The series ended after its six-episode encore, and was not picked up for further episodes. The Corner Bar has not been seen since its original runs in 1972 and 1973.

==Cast==
- Gabriel Dell as Harry Grant, owner and bartender (Season 1)
- J.J. Barry as Fred Costello, cab driver
- Bill Fiore as Phil Bracken, lawyer
- Vincent Schiavelli as Peter Panama, designer (Season 1)
- Shimen Ruskin as Meyer Shapiro, waiter
- Joe Keyes, Jr. as Joe, cook (Season 1)
- Langhorne Scruggs as Mary Ann, waitress (Season 1)
- Anne Meara as Jennifer Bradley, landlady (Season 1), Mae, landlady (Season 2)
- Eugene Roche as Frank Flynn, Mae's business partner (Season 2)
- Ron Carey as Donald Hooten, actor (Season 2)

==Episodes==
===Season 1 (1972)===

| No. overall | No. in series | Title | Directed by | Written by | Original release date |
| 1 | 1 | "Politics" | Dave Wilson | Norman Barasch & Carroll Moore | June 21, 1972 |
Harry tries to "class up" his tavern by throwing a political campaign party. When a noisy challenger shows up, TV newscasters report the chaos.
| 2 | 2 | "Flanagan's Wake" | Unknown | Unknown | June 28, 1972 |
An elderly patron's last request is to have his wake held in Grant's Toomb.
| 3 | 3 | "Quarantine" | Unknown | Unknown | July 5, 1972 |
Nobody can leave the bar when a health official quarantines it.
| 4 | 4 | "Harry and the Hoods" | Dave Wilson | Norman Barasch & Carroll Moore | July 12, 1972 |
Alan King helps the gang foil two shakedown artists.
| 5 | 5 | "Cook's Night Out" | Unknown | Unknown | July 19, 1972 |
To impress his prospective mother-in-law, Joe the cook tells her he owns the tavern.
| 6 | 6 | "Bonnie's Bundle" | Unknown | Unknown | July 26, 1972 |
Substitute waitress Bonnie is pregnant but won't identify the father. The gang finds him, a TV weatherman.
| 7 | 7 | "The Generation Canyon" | Unknown | Unknown | August 2, 1972 |
Meyer and Fred are unnerved when their respective children plan to drop out of college.
| 8 | 8 | "The Sexy Landlady" | Unknown | Unknown | August 9, 1972 |
Harry's lease is about to expire, and the widowed landlady Jennifer Bradley (Anne Meara) wants to tear down the building.
| 9 | 9 | "The Navy Reunion" | Unknown | Unknown | August 16, 1972 |
Harry's old shipmate Sparky Schnauzer (Huntz Hall) drops in for a visit, and tries to con Harry into buying real estate in New Mexico.
| 10 | 10 | "The Strike" | Unknown | Unknown | August 23, 1972 |
Meyer, Joe, and Mary Ann go on strike, leaving the regulars to substitute for them.

===Season 2 (1973)===

| No. overall | No. in series | Title | Directed by | Written by | Original release date |
| 11 | 1 | "Father's Day" | Rick Edelstein | Norman Steinberg, Alan Uger | August 3, 1973 |
A young Korean claims to be the long-lost son of war veteran Frank.
| 12 | 2 | "To Your Good Health" | Unknown | Unknown | August 10, 1973 |
Frank has to lose 15 pounds or pay $300 more for insurance.
| 13 | 3 | "Mixed Doubles" | Peter Baldwin | Unknown | August 17, 1973 |
Two couples are acting suspiciously, and Mae thinks they want to use the Corner Bar as a rendezvous for a wife-swapping club.
| 14 | 4 | "Fifty Grand" | Unknown | Unknown | August 24, 1973 |
A diplomat entrusts his briefcase to cabbie Fred, but a customer walks off with the wrong briefcase, leaving Fred with one containing $50,000 in stolen money.

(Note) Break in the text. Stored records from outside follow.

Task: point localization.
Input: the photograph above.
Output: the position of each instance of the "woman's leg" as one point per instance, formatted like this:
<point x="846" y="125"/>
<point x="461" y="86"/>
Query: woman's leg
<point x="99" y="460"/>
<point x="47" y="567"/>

The thieves, coming back for the cash, hold the regulars hostage.
| 15 | 5 | "The Space on the Barroom Floor" | Unknown | Unknown | August 31, 1973 |
The gang discovers that someone has actually stolen the Corner Bar -- only the bare walls remain, and the culprit demands a $2000 ransom.
| 16 | 6 | "Aunt Blanche" | Unknown | Unknown | September 7, 1973 |
Blanche, the outspoken aunt of Mae's late husband, goes to work at the Corner Bar. The regulars threaten to boycott the place until Blanche leaves.